Federal employees have rights when they receive a notice of proposed removal, proposed demotion, or proposed suspension of more than 14 days.

Except in certain circumstances, most federal employees are entitled to certain protections before they can be removed, demoted, or suspended for more than 14 days. Most federal workers have the following rights when they are facing one of these disciplinary actions:  (1) the right to written notice; (2) the right to review the evidence; (3) the right to representation; and (4) the right to respond.  5 U.S.C. § 7513; 5 C.F.R. § 752.404.

The right to written notice

Before removing, demoting, or suspending an employee for more than 14 days, the agency must give the employee a written notice of the proposed discipline.  The notice of proposed discipline must describe the allegations against the employee (i.e., what type of misconduct or performance issue the employee is accused of) and what penalty the agency proposes to impose.

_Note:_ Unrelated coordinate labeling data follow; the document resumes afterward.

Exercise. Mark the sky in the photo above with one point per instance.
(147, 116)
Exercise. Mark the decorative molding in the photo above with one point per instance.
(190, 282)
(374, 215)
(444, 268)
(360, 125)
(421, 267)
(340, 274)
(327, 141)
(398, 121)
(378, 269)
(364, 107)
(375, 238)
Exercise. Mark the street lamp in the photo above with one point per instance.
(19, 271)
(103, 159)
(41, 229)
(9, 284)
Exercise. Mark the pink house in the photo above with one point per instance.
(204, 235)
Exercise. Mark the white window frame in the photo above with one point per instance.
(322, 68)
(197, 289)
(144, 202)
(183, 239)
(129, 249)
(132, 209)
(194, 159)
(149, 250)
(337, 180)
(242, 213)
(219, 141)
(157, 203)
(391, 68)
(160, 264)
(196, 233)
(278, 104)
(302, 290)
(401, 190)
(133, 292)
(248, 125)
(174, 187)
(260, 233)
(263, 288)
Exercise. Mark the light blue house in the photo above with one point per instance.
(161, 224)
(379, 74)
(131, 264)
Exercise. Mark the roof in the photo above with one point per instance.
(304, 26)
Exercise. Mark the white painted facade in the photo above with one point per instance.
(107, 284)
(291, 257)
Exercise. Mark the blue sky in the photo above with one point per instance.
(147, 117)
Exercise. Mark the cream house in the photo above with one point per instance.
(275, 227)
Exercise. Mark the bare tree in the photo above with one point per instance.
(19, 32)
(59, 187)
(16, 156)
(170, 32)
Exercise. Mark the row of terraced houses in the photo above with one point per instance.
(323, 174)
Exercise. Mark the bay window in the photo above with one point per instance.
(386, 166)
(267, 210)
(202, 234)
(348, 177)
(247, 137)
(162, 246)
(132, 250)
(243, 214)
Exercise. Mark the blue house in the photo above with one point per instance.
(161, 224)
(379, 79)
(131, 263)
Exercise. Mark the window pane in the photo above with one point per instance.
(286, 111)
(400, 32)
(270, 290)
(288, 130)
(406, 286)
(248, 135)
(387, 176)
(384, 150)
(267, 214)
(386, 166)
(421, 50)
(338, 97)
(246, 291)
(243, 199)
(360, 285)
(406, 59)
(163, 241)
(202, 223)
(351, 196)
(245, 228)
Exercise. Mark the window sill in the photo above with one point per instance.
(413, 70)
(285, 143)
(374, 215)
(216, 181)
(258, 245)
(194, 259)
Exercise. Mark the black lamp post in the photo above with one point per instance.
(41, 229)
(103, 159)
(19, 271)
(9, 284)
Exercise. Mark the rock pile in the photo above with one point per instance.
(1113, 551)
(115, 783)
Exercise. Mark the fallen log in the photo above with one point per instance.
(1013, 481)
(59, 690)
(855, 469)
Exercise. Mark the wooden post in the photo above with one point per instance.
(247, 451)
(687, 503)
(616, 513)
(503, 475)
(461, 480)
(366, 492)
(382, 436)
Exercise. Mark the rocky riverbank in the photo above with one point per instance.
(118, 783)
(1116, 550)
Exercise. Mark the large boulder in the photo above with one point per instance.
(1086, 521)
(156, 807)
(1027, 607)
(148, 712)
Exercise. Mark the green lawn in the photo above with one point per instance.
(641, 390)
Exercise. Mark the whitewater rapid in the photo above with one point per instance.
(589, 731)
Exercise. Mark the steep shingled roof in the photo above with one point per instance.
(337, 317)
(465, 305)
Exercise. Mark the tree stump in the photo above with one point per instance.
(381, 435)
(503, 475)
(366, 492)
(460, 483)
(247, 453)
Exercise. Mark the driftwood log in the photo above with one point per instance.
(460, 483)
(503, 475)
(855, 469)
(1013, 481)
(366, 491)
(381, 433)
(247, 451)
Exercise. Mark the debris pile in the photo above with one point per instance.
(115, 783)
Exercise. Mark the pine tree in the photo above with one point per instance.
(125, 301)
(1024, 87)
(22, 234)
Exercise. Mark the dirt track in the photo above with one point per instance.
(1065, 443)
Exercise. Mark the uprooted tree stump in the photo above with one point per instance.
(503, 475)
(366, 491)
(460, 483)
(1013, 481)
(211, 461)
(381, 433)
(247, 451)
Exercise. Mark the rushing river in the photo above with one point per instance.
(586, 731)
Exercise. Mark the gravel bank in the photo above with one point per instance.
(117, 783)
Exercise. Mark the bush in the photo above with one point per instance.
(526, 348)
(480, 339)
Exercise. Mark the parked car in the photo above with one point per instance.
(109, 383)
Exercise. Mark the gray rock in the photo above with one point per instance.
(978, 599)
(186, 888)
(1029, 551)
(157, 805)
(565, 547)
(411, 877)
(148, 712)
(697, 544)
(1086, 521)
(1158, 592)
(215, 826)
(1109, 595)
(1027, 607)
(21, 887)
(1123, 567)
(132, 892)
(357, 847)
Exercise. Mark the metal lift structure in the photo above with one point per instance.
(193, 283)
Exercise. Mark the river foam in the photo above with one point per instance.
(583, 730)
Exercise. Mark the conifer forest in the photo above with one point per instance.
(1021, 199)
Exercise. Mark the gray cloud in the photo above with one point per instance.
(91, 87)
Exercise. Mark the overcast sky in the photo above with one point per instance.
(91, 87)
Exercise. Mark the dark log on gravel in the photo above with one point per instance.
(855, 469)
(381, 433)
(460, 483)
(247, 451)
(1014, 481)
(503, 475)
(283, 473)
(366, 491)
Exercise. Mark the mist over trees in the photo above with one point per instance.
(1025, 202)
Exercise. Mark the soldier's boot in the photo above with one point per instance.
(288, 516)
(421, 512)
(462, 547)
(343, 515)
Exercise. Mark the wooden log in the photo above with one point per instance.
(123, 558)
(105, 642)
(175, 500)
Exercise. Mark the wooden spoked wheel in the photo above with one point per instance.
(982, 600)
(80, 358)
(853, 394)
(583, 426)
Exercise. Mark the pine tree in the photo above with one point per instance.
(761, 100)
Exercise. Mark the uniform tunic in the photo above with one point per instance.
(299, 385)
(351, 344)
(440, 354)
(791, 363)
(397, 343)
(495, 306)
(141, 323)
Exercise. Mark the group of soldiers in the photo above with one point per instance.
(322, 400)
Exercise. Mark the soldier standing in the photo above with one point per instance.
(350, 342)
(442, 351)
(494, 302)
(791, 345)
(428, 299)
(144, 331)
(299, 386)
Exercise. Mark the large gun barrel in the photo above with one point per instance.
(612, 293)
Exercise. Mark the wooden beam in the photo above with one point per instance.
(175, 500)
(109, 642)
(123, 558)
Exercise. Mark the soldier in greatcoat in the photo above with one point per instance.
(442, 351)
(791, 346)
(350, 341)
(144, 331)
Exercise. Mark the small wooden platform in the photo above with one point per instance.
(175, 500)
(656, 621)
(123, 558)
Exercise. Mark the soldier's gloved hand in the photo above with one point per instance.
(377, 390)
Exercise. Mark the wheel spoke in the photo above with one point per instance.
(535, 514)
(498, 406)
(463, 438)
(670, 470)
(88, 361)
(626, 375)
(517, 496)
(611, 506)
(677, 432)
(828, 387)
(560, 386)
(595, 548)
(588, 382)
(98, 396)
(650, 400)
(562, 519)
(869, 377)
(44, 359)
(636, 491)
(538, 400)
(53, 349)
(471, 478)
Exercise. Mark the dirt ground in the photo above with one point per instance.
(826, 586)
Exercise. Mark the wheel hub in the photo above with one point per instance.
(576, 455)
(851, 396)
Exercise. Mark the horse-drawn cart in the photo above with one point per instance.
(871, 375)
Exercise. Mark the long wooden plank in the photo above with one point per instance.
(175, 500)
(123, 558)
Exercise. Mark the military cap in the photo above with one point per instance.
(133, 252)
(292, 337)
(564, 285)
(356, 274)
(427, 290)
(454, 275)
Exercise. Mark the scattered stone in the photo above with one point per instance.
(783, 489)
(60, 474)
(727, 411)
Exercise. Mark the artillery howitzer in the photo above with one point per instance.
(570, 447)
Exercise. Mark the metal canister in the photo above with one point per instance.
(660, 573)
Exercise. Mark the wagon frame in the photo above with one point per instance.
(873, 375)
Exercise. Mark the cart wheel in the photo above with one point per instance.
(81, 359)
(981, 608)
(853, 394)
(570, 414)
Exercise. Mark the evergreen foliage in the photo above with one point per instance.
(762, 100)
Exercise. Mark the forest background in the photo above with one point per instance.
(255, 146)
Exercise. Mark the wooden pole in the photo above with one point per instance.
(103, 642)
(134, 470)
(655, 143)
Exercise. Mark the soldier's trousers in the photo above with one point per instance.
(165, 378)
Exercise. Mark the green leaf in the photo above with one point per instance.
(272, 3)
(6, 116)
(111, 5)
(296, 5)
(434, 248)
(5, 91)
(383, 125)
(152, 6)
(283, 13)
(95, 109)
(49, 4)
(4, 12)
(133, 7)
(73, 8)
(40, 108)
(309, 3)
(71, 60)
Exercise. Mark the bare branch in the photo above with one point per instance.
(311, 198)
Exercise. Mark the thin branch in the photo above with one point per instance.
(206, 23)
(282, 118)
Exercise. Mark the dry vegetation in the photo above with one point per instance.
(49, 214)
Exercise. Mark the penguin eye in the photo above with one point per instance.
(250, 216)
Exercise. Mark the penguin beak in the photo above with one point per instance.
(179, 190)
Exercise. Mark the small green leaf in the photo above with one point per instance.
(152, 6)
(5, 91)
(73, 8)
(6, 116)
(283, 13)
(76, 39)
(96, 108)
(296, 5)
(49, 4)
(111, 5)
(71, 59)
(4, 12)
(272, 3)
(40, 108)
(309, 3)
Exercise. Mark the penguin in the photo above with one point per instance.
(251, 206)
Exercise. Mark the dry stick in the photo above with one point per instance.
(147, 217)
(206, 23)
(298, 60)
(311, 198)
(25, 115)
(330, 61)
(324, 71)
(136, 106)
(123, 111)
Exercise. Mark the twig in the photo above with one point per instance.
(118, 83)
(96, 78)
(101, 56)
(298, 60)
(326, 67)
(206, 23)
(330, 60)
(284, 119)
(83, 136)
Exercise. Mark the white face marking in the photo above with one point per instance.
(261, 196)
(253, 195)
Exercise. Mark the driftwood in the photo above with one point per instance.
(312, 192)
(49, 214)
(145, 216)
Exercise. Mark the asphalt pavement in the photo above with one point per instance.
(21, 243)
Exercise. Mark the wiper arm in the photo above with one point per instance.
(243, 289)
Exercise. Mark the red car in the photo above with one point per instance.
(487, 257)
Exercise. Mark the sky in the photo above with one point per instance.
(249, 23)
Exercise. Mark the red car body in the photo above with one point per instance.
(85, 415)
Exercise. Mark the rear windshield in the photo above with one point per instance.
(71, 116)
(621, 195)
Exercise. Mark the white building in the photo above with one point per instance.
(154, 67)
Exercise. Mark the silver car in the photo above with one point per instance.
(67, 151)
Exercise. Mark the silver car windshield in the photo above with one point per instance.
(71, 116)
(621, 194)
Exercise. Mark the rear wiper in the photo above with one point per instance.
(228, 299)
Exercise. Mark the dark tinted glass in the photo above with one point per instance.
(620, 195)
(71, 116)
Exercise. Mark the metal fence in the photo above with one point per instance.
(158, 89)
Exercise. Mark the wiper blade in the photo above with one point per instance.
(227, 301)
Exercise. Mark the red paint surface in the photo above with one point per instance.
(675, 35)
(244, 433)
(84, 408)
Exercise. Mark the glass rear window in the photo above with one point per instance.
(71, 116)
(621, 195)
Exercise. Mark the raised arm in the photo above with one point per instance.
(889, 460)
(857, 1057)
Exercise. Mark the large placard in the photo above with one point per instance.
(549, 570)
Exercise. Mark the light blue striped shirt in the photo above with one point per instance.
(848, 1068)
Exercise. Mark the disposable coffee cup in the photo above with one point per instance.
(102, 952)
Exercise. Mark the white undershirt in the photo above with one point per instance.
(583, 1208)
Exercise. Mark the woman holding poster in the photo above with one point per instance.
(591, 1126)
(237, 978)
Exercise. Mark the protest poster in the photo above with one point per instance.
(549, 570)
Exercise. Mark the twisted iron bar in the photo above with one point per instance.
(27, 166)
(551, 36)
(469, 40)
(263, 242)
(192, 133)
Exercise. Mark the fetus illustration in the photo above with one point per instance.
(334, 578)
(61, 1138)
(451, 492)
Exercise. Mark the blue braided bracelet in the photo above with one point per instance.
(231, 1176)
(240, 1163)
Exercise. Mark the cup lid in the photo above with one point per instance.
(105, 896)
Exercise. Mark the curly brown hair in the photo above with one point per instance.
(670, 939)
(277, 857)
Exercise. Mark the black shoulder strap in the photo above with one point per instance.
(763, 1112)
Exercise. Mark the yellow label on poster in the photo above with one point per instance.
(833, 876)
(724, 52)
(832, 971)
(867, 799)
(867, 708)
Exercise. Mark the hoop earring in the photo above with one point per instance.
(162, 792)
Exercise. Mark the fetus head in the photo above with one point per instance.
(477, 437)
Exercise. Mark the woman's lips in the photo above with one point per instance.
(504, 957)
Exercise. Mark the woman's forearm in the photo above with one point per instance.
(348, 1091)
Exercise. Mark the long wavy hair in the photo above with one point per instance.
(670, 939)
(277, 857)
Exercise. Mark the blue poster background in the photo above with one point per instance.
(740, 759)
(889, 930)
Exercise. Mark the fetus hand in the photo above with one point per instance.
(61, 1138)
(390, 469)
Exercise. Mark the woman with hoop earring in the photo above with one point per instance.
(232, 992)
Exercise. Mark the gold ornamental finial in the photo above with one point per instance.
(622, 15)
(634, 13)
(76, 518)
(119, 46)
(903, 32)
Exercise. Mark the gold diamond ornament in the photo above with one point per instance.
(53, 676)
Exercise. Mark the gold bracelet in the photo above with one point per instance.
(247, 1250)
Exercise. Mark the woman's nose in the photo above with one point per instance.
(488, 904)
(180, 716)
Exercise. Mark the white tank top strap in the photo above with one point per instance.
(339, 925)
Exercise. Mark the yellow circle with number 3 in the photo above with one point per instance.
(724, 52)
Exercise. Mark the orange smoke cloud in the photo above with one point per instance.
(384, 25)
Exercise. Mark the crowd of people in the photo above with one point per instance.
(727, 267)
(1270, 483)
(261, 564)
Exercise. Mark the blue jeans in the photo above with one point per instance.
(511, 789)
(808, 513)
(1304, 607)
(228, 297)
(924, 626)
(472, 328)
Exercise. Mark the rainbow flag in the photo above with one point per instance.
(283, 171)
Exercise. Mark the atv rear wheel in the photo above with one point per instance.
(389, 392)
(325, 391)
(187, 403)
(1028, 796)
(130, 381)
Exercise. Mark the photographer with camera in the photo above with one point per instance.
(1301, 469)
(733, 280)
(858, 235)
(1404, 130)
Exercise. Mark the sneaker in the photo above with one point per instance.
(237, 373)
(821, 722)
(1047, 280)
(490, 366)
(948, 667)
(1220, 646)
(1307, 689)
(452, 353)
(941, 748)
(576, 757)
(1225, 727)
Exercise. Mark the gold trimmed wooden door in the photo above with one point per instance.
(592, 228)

The right to review the evidence

The employee has the right to review any documents, materials, policies, and any other evidence the agency relied upon in proposing the disciplinary action.  This evidence is frequently called “the documents relied upon” or “the record.”  Sometimes the proposing official or HR will automatically give the employee the documents relied upon.  However, the employee should ask for the documents and ask the agency to confirm that he/she received all of the documents relied upon.

The right to representation

The notice of proposed discipline should also state that the employee has the right to representation.  This means that the employee may enlist or retain a representative to aid him/her in responding to the notice of proposed discipline.  The representative may be a union representative, a private attorney, or any other person.  The employee should notify the agency that he/she has a representative connected to the proposed discipline.

The right to respond

employee discipline

An employee has the right to respond in writing and orally to a notice of proposed removal, demotion, or suspension for more than 14 days.  The agency must give the employee a “reasonable” amount of time (i.e., not less than 7 days) to respond.  The notice of proposed discipline should state when the employee’s response is due.  An employee may ask the deciding official for an extension of time to submit his/her response.  The employee may submit his/her own evidence, including but not limited to statements or declarations from witnesses, with the written or oral response.

Contact Alan Lescht and Associates, P.C., today if you are a federal employee who received a notice of proposed removal, proposed demotion, or proposed suspension for more than 14 days.  We offer strategic and results-driven legal services to federal government employees around the world.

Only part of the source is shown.